В следующем разделе этой главы описываются формы деятельности, доступные женщинам в России в начале 1860‐х годов, нашедшие отражение в прессе, и значимость этих споров при создании образов литературных героинь. Болтливый и вздорный рассказчик Чернышевского инсценирует скептические отношения между отдельными людьми, основанные на его рационалистической философии, исходя из предположения, что его неверно поймут и не поверят ему все, кроме самого «проницательного читателя». Однако по ходу романа, предвидя те изменения, которые сам роман произведет в читателе, этот голос меняется. Саморефлексию Чернышевского в этом романе можно было бы назвать авангардной – хоть в ту пору этого слова еще не употребляли. Писатель использует свое повествование для расширения политического кругозора читателя, идя напролом в атаку на все условности тогдашней реалистической прозы. В последних двух разделах этой главы рассматриваются механизмы взаимоотношений «разумных» женщин в романе. Даже в порочных материальных условиях настоящего врожденные инстинкты гендерной солидарности, которыми наделены женщины, позволяют им придумать выход и для себя, и для других. Наконец, в этой главе показано, как изображение в романе совместных женских радостей помогает сделать зримыми – а значит, и вычислимыми – неосязаемые, эмоциональные преимущества сообщества. Если рассказчик Чернышевского снисходит до Веры, намекая на то, что ее сны об утопическом общинном будущем – наивные фантазии, все же ее представления о том, как радостно будет улучшить жизнь женщин в целом, неотделимы от предъявленной в романе картины прогресса.
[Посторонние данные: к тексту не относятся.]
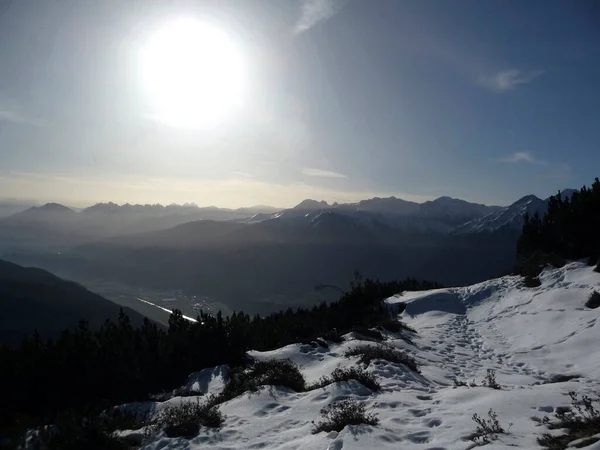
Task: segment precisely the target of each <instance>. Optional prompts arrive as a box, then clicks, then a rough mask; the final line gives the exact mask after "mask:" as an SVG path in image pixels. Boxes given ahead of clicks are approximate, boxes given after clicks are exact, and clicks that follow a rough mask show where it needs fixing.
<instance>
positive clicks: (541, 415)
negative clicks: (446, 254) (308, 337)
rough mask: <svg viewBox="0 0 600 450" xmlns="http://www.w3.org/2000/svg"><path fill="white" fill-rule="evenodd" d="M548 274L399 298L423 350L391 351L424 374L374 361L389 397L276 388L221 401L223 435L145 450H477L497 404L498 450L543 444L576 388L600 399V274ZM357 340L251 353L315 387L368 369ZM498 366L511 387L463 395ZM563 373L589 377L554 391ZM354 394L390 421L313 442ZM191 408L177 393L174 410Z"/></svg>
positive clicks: (198, 378) (498, 375)
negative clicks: (414, 362) (345, 367)
mask: <svg viewBox="0 0 600 450" xmlns="http://www.w3.org/2000/svg"><path fill="white" fill-rule="evenodd" d="M540 278H541V281H542V286H541V287H539V288H533V289H530V288H525V287H524V286H523V285H522V281H521V279H520V278H519V277H515V276H507V277H503V278H499V279H495V280H490V281H487V282H484V283H480V284H477V285H473V286H469V287H461V288H451V289H439V290H432V291H426V292H413V293H406V294H405V295H401V296H396V297H392V298H390V299H388V303H389V304H390V308H391V309H392V310H394V308H396V305H398V304H399V303H400V302H406V304H407V306H406V310H405V311H404V312H403V313H402V317H401V318H402V320H404V321H406V322H407V323H408V324H409V325H411V326H413V327H414V328H416V329H417V331H418V336H417V337H415V345H414V346H413V345H410V344H408V343H406V342H405V341H403V340H401V339H396V338H394V336H392V335H390V336H388V337H389V339H388V340H387V343H388V344H389V345H392V346H394V347H398V348H401V349H405V350H406V351H407V352H410V353H411V354H413V355H414V356H415V358H416V359H417V361H418V362H419V363H420V364H421V372H422V373H421V374H418V373H415V372H411V371H409V370H408V369H407V368H405V367H404V366H401V365H395V364H391V363H387V362H385V361H381V362H379V363H376V364H371V366H370V367H369V369H368V370H369V371H371V372H372V373H373V374H375V375H376V377H377V378H378V380H379V382H380V383H381V385H382V390H381V391H380V392H378V393H373V392H371V391H370V390H369V389H367V388H365V387H364V386H362V385H361V384H359V383H358V382H349V383H337V384H333V385H330V386H327V387H324V388H320V389H316V390H313V391H309V392H304V393H295V392H292V391H290V390H288V389H284V388H281V387H265V388H263V389H262V390H261V391H259V392H258V393H253V394H245V395H243V396H241V397H238V398H235V399H233V400H230V401H228V402H226V403H224V404H223V405H221V407H220V409H221V411H222V412H223V413H224V414H226V415H227V420H226V422H225V426H224V427H223V428H222V429H221V430H219V431H214V430H203V431H201V433H200V435H199V436H197V437H196V438H193V439H191V440H189V441H188V440H185V439H182V438H177V439H169V438H166V437H164V436H159V437H158V438H157V439H156V440H155V441H154V442H152V443H149V444H147V445H146V446H145V447H144V449H145V450H151V449H152V450H158V449H184V448H185V449H190V450H195V449H204V448H218V449H260V448H268V449H322V450H325V449H329V450H341V449H344V450H351V449H360V450H365V449H378V448H389V449H400V448H402V449H406V448H415V449H466V448H472V445H473V444H472V442H470V441H469V440H468V436H469V434H470V433H472V432H473V431H474V430H475V426H476V425H475V423H474V422H473V421H472V419H471V417H472V415H473V414H474V413H477V414H479V415H481V416H486V414H487V411H488V410H489V409H490V408H492V409H493V410H494V411H496V412H497V414H498V419H499V421H500V423H501V425H502V426H504V428H509V424H511V423H512V425H510V429H509V433H508V434H505V435H501V436H500V439H499V440H496V441H493V442H492V443H491V444H489V445H488V446H487V447H486V448H490V449H499V448H509V447H511V448H514V447H517V448H537V447H538V445H537V443H536V438H537V437H538V436H540V435H541V434H543V433H544V432H546V431H547V430H546V428H545V427H543V426H541V425H540V421H541V419H542V418H543V417H544V416H545V415H552V412H553V411H554V410H555V408H556V407H558V406H566V405H568V404H570V401H569V398H568V397H567V395H566V394H567V392H568V391H569V390H576V391H578V392H580V393H596V394H597V393H598V392H600V378H599V376H600V346H598V345H597V342H598V339H600V327H599V326H598V324H597V322H598V318H599V317H600V309H597V310H590V309H588V308H585V307H584V303H585V301H586V300H587V298H588V296H589V294H590V293H591V292H592V291H593V290H594V289H599V290H600V274H598V273H595V272H593V270H592V268H589V267H587V266H585V265H584V264H581V263H571V264H569V265H567V266H565V267H563V268H560V269H548V270H546V271H544V272H543V274H542V275H541V277H540ZM346 338H347V340H346V342H344V343H342V344H339V345H332V346H331V347H330V348H329V349H325V348H313V347H311V346H309V345H300V344H298V345H290V346H287V347H284V348H281V349H279V350H275V351H271V352H264V353H259V352H251V355H252V356H253V357H255V358H259V359H260V358H290V359H292V360H293V361H295V362H296V363H298V364H299V365H300V366H301V368H302V371H303V373H304V375H305V377H306V378H307V381H308V382H312V381H314V380H317V379H318V378H320V377H321V376H323V375H328V374H329V373H331V371H332V370H333V369H334V368H335V367H336V366H338V365H341V366H350V365H354V364H356V360H355V359H353V358H346V357H344V356H343V355H344V353H345V351H346V350H347V349H348V348H350V347H352V346H355V345H357V344H358V343H359V341H357V340H355V339H354V338H353V336H351V335H347V336H346ZM487 369H493V370H494V371H495V372H496V376H497V379H498V382H499V383H500V385H502V386H503V389H502V390H494V389H490V388H486V387H466V386H464V387H456V388H455V387H454V382H453V380H454V379H455V378H457V379H459V380H463V381H467V382H469V381H471V380H473V379H475V380H476V381H477V383H478V384H480V383H481V380H482V379H483V377H484V376H485V374H486V370H487ZM557 375H577V376H579V377H580V378H577V379H574V380H572V381H568V382H562V383H552V384H548V382H549V381H550V380H552V378H553V377H555V376H557ZM222 376H223V368H218V369H215V370H210V369H209V370H205V371H203V372H200V373H199V374H195V375H193V376H192V377H191V378H190V380H188V383H187V386H190V383H192V384H193V385H194V386H195V388H196V389H201V390H202V388H201V386H204V389H207V390H209V391H210V392H216V391H218V389H220V388H221V387H222V385H223V384H222ZM213 378H214V379H213ZM194 383H196V384H194ZM344 398H354V399H356V400H360V401H363V402H365V403H366V404H367V409H368V410H369V411H372V412H374V413H376V414H377V415H378V417H379V419H380V421H381V423H380V425H379V426H377V427H370V426H355V427H346V428H345V429H344V430H343V431H341V432H340V433H336V432H331V433H324V432H322V433H319V434H316V435H313V434H311V430H312V428H313V426H312V423H311V421H315V422H318V421H319V420H320V418H321V417H320V414H319V410H320V409H321V408H323V407H324V406H326V405H328V404H330V403H331V402H333V401H336V400H340V399H344ZM188 399H189V398H187V399H186V400H188ZM181 401H182V398H181V397H173V398H172V399H170V400H169V401H168V403H178V402H181ZM165 404H166V403H157V404H154V405H152V407H156V408H159V409H160V408H161V407H164V405H165ZM588 448H594V447H593V446H592V447H588ZM599 448H600V447H599Z"/></svg>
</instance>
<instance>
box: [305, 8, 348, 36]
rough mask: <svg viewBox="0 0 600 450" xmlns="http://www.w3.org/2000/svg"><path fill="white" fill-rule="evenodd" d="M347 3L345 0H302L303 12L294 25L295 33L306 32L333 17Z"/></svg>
mask: <svg viewBox="0 0 600 450" xmlns="http://www.w3.org/2000/svg"><path fill="white" fill-rule="evenodd" d="M345 4H346V1H345V0H302V13H301V15H300V18H299V19H298V21H297V22H296V25H295V26H294V33H295V34H300V33H304V32H305V31H308V30H310V29H311V28H312V27H314V26H315V25H317V24H318V23H320V22H324V21H326V20H328V19H330V18H332V17H333V16H335V15H336V14H337V13H338V12H340V10H341V9H342V8H343V7H344V5H345Z"/></svg>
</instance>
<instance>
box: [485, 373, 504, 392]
mask: <svg viewBox="0 0 600 450" xmlns="http://www.w3.org/2000/svg"><path fill="white" fill-rule="evenodd" d="M481 385H482V386H484V387H489V388H492V389H502V386H500V385H499V384H498V382H497V381H496V372H494V370H493V369H488V370H487V374H486V376H485V379H484V380H483V381H482V383H481Z"/></svg>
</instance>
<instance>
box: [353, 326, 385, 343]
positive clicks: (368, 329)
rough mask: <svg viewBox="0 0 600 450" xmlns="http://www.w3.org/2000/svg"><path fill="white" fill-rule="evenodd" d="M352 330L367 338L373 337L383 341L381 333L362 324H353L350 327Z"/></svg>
mask: <svg viewBox="0 0 600 450" xmlns="http://www.w3.org/2000/svg"><path fill="white" fill-rule="evenodd" d="M352 331H354V332H355V333H358V334H361V335H363V336H365V337H367V338H371V339H375V340H376V341H383V335H382V334H381V333H380V332H379V331H377V330H371V329H369V328H367V327H364V326H355V327H353V328H352Z"/></svg>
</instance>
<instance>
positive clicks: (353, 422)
mask: <svg viewBox="0 0 600 450" xmlns="http://www.w3.org/2000/svg"><path fill="white" fill-rule="evenodd" d="M321 416H323V420H322V421H321V422H319V423H317V424H315V429H314V430H313V434H316V433H320V432H321V431H325V432H330V431H342V430H343V429H344V427H345V426H347V425H361V424H365V425H371V426H377V425H379V419H378V418H377V416H376V415H375V414H367V412H366V409H365V405H364V404H362V403H358V402H355V401H352V400H342V401H339V402H336V403H333V404H331V405H328V406H326V407H325V408H323V409H322V410H321Z"/></svg>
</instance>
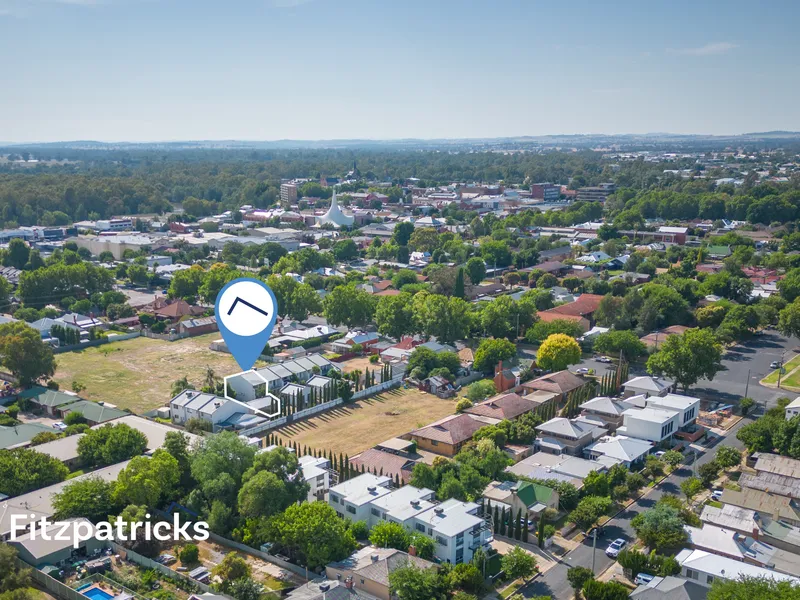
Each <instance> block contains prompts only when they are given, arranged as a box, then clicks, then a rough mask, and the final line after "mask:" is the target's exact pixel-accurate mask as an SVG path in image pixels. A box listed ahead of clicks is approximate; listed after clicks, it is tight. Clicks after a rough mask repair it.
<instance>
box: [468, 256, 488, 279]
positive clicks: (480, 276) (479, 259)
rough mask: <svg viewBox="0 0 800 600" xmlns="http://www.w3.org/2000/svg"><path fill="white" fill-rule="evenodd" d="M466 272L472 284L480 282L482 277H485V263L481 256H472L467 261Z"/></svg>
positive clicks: (482, 277) (482, 278)
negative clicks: (466, 268) (468, 259)
mask: <svg viewBox="0 0 800 600" xmlns="http://www.w3.org/2000/svg"><path fill="white" fill-rule="evenodd" d="M467 273H468V274H469V280H470V281H471V282H472V283H473V285H478V284H480V282H481V281H483V278H484V277H486V263H485V262H484V260H483V259H482V258H479V257H477V256H473V257H472V258H470V259H469V260H468V261H467Z"/></svg>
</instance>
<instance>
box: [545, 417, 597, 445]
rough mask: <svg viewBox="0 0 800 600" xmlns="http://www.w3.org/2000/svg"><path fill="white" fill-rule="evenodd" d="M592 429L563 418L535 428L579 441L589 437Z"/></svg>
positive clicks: (554, 434) (548, 421)
mask: <svg viewBox="0 0 800 600" xmlns="http://www.w3.org/2000/svg"><path fill="white" fill-rule="evenodd" d="M594 429H595V427H594V426H593V425H589V424H587V423H581V422H580V421H575V420H570V419H567V418H565V417H554V418H552V419H550V420H549V421H545V422H544V423H542V424H541V425H537V426H536V430H537V431H541V432H543V433H549V434H552V435H559V436H562V437H568V438H571V439H574V440H579V439H581V438H584V437H586V436H587V435H591V434H592V432H593V431H594Z"/></svg>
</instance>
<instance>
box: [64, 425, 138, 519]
mask: <svg viewBox="0 0 800 600" xmlns="http://www.w3.org/2000/svg"><path fill="white" fill-rule="evenodd" d="M70 414H72V413H70ZM67 416H69V415H67ZM146 448H147V436H145V435H144V434H143V433H142V432H141V431H139V430H137V429H134V428H133V427H131V426H130V425H127V424H126V423H117V424H107V425H103V426H102V427H98V428H97V429H89V430H88V431H87V432H86V433H85V434H84V436H83V437H82V438H81V439H80V440H78V456H79V457H80V459H81V461H82V462H83V463H85V464H86V465H89V466H91V467H100V466H105V465H112V464H116V463H118V462H122V461H124V460H128V459H129V458H132V457H134V456H138V455H140V454H143V453H144V451H145V449H146ZM134 504H140V503H138V502H134Z"/></svg>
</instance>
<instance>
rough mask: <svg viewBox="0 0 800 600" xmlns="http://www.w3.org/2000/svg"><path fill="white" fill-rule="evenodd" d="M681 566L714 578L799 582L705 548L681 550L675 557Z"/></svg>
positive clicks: (786, 576) (761, 567)
mask: <svg viewBox="0 0 800 600" xmlns="http://www.w3.org/2000/svg"><path fill="white" fill-rule="evenodd" d="M675 560H677V561H678V564H680V565H681V567H684V568H687V569H692V570H693V571H700V572H701V573H706V574H708V575H711V576H713V577H715V578H722V579H738V578H740V577H742V576H745V577H761V578H764V577H766V578H769V579H774V580H775V581H791V582H792V583H800V579H798V578H797V577H793V576H791V575H786V574H784V573H777V572H775V571H772V570H770V569H765V568H764V567H758V566H756V565H751V564H748V563H744V562H740V561H738V560H735V559H732V558H727V557H725V556H719V555H717V554H712V553H710V552H706V551H705V550H689V549H684V550H681V551H680V552H679V553H678V555H677V556H676V557H675Z"/></svg>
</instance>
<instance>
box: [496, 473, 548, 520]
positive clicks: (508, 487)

Несмотря на то, что в дальнейшем «Что делать?» фактически присвоили революционеры, объявив его своим «криком души», этим самым женским радостям в книге отведено, пожалуй, даже более важное место, чем непосредственно революционной деятельности или агитации. В коротком эпилоге к этой главе будут перечислены попытки первых читательниц Чернышевского воплотить в жизнь принципы Веры Павловны.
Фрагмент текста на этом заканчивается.